EMISSIONS in NHS Forth Valley have been slashed by a third as the health board made good progress in the drive towards net zero.

The findings, published in NHS Forth Valley’s Annual Climate Emergency and Sustainability report, revealed a 36 per cent reduction in emissions compared with the data from 2014/15.

The report also highlighted the ongoing work to improve the energy performance of Forth Valley Royal Hospital, which accounts for half of the health board’s total energy consumption.

NHS Forth Valley have also made progress in making the switch from petrol and diesel fuelled cars to a fully electric fleet by 2025, with 46 electric vehicles already part of the fleet.

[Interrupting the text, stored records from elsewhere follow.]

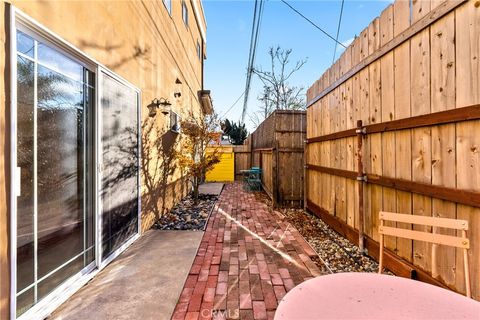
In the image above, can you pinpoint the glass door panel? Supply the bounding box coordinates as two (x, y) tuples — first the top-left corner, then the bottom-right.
(101, 74), (139, 258)
(16, 31), (95, 315)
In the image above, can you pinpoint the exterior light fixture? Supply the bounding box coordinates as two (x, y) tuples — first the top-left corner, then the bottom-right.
(173, 78), (182, 98)
(147, 98), (172, 118)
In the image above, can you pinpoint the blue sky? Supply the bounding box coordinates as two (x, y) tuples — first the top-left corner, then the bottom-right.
(203, 0), (390, 131)
(203, 0), (390, 131)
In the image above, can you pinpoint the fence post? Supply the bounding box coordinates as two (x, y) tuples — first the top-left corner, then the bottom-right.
(303, 138), (308, 211)
(356, 120), (365, 254)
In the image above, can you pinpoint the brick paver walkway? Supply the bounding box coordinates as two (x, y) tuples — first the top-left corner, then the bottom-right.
(173, 183), (321, 320)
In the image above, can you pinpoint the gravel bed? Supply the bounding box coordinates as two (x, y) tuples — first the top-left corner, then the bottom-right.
(153, 194), (218, 230)
(257, 193), (391, 274)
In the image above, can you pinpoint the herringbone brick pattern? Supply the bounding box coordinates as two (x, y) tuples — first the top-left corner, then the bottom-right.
(173, 183), (321, 320)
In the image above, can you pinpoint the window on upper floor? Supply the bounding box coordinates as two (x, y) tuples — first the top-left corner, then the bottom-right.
(182, 1), (188, 27)
(163, 0), (172, 15)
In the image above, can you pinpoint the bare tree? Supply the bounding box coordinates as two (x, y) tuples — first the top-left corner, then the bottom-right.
(180, 114), (221, 201)
(251, 46), (307, 125)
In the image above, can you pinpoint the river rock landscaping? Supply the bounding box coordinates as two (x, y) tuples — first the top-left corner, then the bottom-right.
(153, 194), (218, 230)
(256, 193), (391, 274)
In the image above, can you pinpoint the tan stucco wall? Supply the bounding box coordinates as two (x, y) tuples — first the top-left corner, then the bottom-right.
(0, 0), (205, 319)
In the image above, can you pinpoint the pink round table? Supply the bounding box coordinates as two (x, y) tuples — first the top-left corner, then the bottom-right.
(275, 273), (480, 320)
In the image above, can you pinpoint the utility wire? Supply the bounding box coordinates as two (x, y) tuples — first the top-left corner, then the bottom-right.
(240, 0), (265, 124)
(280, 0), (347, 49)
(220, 91), (245, 119)
(332, 0), (345, 64)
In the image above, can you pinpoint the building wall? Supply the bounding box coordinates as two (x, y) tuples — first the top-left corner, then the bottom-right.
(0, 0), (206, 319)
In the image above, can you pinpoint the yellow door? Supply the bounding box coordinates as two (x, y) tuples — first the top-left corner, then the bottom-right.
(205, 148), (235, 182)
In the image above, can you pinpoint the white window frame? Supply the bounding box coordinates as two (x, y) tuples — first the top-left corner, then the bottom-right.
(182, 0), (188, 28)
(162, 0), (173, 16)
(8, 4), (142, 320)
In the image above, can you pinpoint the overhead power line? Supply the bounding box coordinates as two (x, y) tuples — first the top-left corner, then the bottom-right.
(220, 91), (245, 119)
(332, 0), (345, 64)
(280, 0), (347, 48)
(240, 0), (265, 124)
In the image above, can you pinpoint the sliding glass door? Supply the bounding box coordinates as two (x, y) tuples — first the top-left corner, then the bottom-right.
(16, 30), (95, 315)
(100, 72), (140, 260)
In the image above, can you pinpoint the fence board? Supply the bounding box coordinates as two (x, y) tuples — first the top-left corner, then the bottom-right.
(430, 12), (457, 286)
(307, 0), (480, 300)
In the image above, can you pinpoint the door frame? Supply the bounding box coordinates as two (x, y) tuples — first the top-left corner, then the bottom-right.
(6, 4), (142, 320)
(94, 69), (142, 270)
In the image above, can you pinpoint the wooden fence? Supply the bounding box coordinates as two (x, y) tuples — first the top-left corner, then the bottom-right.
(233, 144), (251, 180)
(234, 110), (306, 207)
(306, 0), (480, 300)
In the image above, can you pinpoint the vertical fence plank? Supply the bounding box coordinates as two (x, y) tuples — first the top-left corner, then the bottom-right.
(430, 12), (456, 286)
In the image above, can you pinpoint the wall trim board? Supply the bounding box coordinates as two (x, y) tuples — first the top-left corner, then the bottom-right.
(307, 164), (480, 207)
(307, 104), (480, 143)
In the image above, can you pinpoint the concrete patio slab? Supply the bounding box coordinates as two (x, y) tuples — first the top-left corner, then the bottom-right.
(49, 230), (203, 320)
(172, 182), (324, 320)
(198, 182), (223, 196)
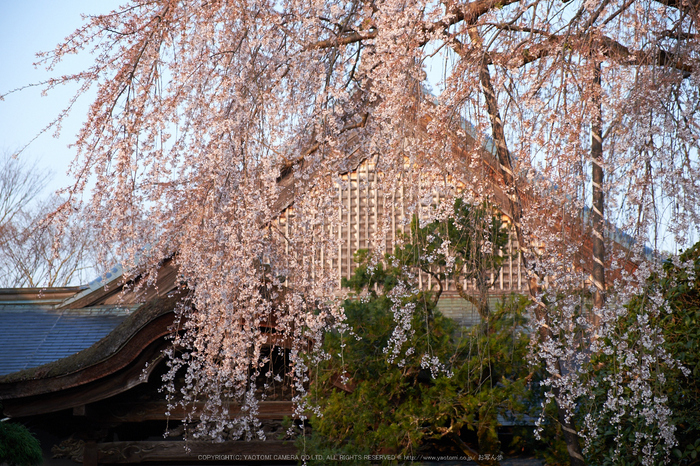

Electric charging points have been installed in hospital and health centre car parks, with support in place to help staff switch to more sustainable ways of travelling to work.

Derek Jarvie, head of climate change and sustainability at NHS Forth Valley, said: “A wide range of actions are underway across the organisation to help create more sustainable health services.

“Nevertheless, achieving these aims will require an unprecedented shift in how healthcare is delivered, and everyone has a role to play.

“NHS Forth Valley will continue to build on the great work that has already been done, scale up activity and harness the energy and enthusiasm of local staff, patients and visitors to help deliver the changes required.”

These changes form part of the Scottish Government’s Climate Emergency and Sustainability Strategy for NHS Scotland which aims to be a net-zero health service by 2040.